AMDGPU/SI: Implement DS_PERMUTE/DS_BPERMUTE Instruction Definitions and Intrinsics.
ClosedPublic

Authored by cfang on Feb 25 2016, 10:02 AM.

Details

Summary

These are instructions introduced in VI+ Chips. We defined the instructions in this patch, and introduce intrinsics
llvm.amdgcn.ds.permute/llvm.amdgcn.ds.bpermute to expose them.

Diff Detail

Event Timeline

cfang updated this revision to Diff 49084.Feb 25 2016, 10:02 AM
cfang retitled this revision from to AMDGPU/SI: Implement DS_PERMUTE/DS_BPERMUTE Instruction Definitions and Intrinsics..
cfang updated this object.
cfang added reviewers: arsenm, tstellarAMD.
cfang added subscribers: arsenm, llvm-commits.
arsenm added inline comments.Feb 25 2016, 11:13 AM
lib/Target/AMDGPU/SIInstrInfo.cpp
230–231

Checking just offset0 should be sufficient, and can be moved above

lib/Target/AMDGPU/VIInstructions.td
131

Are we sure these don't real M0?

test/CodeGen/AMDGPU/llvm.amdgcn.ds.permute.ll
4–5

I would prefer splitting the 2 separate intrinsics into separate patches. These are also missing the readnone (which shoulda also use attribute groups)

lib/Target/AMDGPU/VIInstructions.td
131

It reads M0, but it is supposed to ignore its value, so for our purposes we can treat it as if it doesn't read M0.

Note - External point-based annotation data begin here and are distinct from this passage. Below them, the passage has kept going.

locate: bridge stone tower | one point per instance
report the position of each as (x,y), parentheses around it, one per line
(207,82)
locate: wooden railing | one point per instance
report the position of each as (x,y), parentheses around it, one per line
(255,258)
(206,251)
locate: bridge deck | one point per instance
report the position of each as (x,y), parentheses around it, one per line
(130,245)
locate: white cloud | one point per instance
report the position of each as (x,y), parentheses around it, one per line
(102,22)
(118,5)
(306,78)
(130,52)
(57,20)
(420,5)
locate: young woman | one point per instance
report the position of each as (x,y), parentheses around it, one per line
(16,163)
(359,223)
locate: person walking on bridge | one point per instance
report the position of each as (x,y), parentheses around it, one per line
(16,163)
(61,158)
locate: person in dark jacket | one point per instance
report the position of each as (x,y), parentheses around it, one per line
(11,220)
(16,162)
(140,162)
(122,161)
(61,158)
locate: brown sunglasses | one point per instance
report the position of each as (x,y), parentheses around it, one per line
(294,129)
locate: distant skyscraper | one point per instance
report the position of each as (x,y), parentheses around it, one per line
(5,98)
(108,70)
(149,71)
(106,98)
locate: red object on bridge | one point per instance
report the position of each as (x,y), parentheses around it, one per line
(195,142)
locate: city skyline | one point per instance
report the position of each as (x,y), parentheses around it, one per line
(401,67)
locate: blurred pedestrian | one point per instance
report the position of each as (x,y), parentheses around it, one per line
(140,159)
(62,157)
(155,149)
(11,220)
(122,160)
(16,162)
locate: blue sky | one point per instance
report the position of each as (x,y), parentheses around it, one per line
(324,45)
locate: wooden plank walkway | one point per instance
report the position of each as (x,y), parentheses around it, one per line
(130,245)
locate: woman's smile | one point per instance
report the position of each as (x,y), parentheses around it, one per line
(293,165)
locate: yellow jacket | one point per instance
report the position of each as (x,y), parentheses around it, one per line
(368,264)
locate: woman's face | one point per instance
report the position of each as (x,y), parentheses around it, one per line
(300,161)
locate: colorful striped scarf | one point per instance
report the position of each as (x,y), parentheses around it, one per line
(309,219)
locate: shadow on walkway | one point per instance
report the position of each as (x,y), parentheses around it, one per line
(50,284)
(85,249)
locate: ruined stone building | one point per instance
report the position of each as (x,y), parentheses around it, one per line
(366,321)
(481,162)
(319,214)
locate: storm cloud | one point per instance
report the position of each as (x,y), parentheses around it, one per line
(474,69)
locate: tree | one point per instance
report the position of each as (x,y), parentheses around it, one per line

cfang updated this revision to Diff 49202.Feb 26 2016, 9:25 AM

Update the patch based on Matt's Review:

  1. Check only Offset0Imm and move the check one line ahead.
  2. It is safe to remove M0 from the Uses list for ds_permute.ds_bpermute.
  3. split the LIT test for ds_permute and ds_bpermute separately.
cfang added inline comments.Feb 26 2016, 9:28 AM
test/CodeGen/AMDGPU/llvm.amdgcn.ds.permute.ll
5–6

I just split the test case. If you want to split the intrinsics and/or instruction definitions, I can do it in the integration. Thanks.

arsenm added inline comments.Feb 27 2016, 12:36 AM
lib/Target/AMDGPU/VIInstructions.td
136–139

Why can't these be patterns on the instruction definition instead of standalone Pats?

cfang updated this revision to Diff 49427.Feb 29 2016, 3:01 PM

Move the pattern for ds_permute intrinsic code generation into
the instruction definition, based on Matt's comment.

arsenm accepted this revision.Feb 29 2016, 3:13 PM
arsenm edited edge metadata.

LGTM

test/CodeGen/AMDGPU/llvm.amdgcn.ds.bpermute.ll
6

Might want to check that there are 2 VGPR operands

This revision is now accepted and ready to land.Feb 29 2016, 3:13 PM
This revision was automatically updated to reflect the committed changes.